¿Cómo cuesta decir la otra parte de la historia? Porque estos quinientos años no empiezan con la fundación de la ciudad, antes hay otra historia. En esta era del conocimiento, cuando se supone que estamos con más capacidad de intercambiar los saberes y ser más tolerantes, por qué entonces, se niega la contraparte de la historia.
Como pueblos indígenas, estamos en la capacidad de poder aportar nuestros conocimientos al desarrollo cultural y espiritual de nuestro país. Para eso, antes necesitamos purgarnos de prejuicios contra las culturas indígenas, y eso cómo cuesta, por cierto, fueron inyectados desde la época de la conquista, y aún seguimos padeciendo. Pues una de las muestras de la capacidad de nuestros pueblos de sobrevivir ante los grandes vejámenes que vienen sufriendo a lo largo de estos años, es su sapiencia.
Y de nuestra parte estamos intentando desde hace años con nuestros jóvenes Gunas, que han tenido esa oportunidad de estar en estos dos mundos: lo indígena y lo occidental, puedan minimizar esa herida social que nos han impuesto desde la invasión europea.
Como cultura, tampoco nuestra intención es que la visión indígena se imponga a otra cultura, o se le considere que es la más perfecta, pues iríamos contra nuestra idiosincrasia y visión de vida, que es de solidaridad y de ser espiritualistas. Más bien estamos conscientes que todas las sociedades están en permanente cambio, es un ente vivo que necesita ser atendido como debe ser. No hay una sociedad perfecta, lo que debe haber es un sistema de tolerancia, de prudencia y respeto hacia otros. Igualmente, nuestros ancestros siempre han sabido que otros seres con otros colores de piel habitaban en otros mares. Se trata de respetar las visiones de vida, se trata de adecuarse a todas las culturas.

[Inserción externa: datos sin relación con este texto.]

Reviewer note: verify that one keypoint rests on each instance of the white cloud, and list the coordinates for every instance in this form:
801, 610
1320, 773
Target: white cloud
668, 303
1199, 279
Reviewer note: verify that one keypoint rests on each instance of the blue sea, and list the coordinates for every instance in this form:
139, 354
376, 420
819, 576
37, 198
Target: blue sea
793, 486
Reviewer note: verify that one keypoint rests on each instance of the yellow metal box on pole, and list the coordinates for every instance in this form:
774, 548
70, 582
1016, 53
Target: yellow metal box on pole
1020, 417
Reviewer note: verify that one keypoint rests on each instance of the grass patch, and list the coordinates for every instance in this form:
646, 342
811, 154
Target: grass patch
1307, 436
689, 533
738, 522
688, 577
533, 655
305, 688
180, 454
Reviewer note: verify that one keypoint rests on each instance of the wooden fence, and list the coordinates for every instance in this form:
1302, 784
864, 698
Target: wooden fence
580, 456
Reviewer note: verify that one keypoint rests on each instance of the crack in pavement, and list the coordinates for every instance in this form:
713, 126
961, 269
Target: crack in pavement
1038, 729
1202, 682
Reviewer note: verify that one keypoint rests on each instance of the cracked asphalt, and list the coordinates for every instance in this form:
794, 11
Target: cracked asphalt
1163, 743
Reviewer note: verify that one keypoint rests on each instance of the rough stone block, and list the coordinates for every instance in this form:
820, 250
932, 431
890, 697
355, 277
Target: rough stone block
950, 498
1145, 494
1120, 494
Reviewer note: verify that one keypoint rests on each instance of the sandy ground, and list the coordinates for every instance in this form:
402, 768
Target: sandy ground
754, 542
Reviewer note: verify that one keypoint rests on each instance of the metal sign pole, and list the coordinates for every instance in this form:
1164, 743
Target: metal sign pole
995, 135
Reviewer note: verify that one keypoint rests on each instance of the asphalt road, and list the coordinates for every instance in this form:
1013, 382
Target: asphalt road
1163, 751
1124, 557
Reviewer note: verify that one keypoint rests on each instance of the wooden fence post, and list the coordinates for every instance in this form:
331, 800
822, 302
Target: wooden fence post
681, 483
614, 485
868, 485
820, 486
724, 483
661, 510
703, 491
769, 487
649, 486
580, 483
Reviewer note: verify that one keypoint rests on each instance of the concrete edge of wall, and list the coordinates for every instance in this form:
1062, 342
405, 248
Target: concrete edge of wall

En la comunicación entre sabidurías prosperaría nuestra cultura, el arte y nuestra identidad, porque esas diferencias naturales lo que traen es una interrelación cultural, y produce la multiplicidad de interpretaciones que enriquece la espiritualidad de un país, que tanto requerimos.
No ahora, como nos encontramos, tratando de imponer todavía la visión eurocentrista de la época de la conquista, y que muchas de esas ideas ya están desfasadas, más bien, gracias a esa pluriculturalidad e interculturalidad se potencializa la armonía de la convivencia social. Por ende, asimismo nos sensibilizaría admirar, respetar y conservar la naturaleza.
Contra la discriminación venimos luchando desde la conquista, y que no se siga adoctrinando a nuestra juventud con estos prejuicios. Aunque no negamos sus necesidades actuales, tampoco dejamos que se envanezcan con la inmediatez de la vida urbana, pues necesita de su ruralidad, y nuestra juventud Guna necesita de su hidalguía, debe sentirse esa rusticidad entre la pomposidad de las modas.
¿Al final, dónde queda la identidad panameña?, ¿Dónde se resguarda la cultura panameña?, ¿Dónde reposa el mundo simbólico de ser panameño? No solamente en los museos, en los viejos libros, en los archivos nacionales, está viva, gracias a la cultura, su pueblo indígena, mestiza y europea y de afrodescendientes.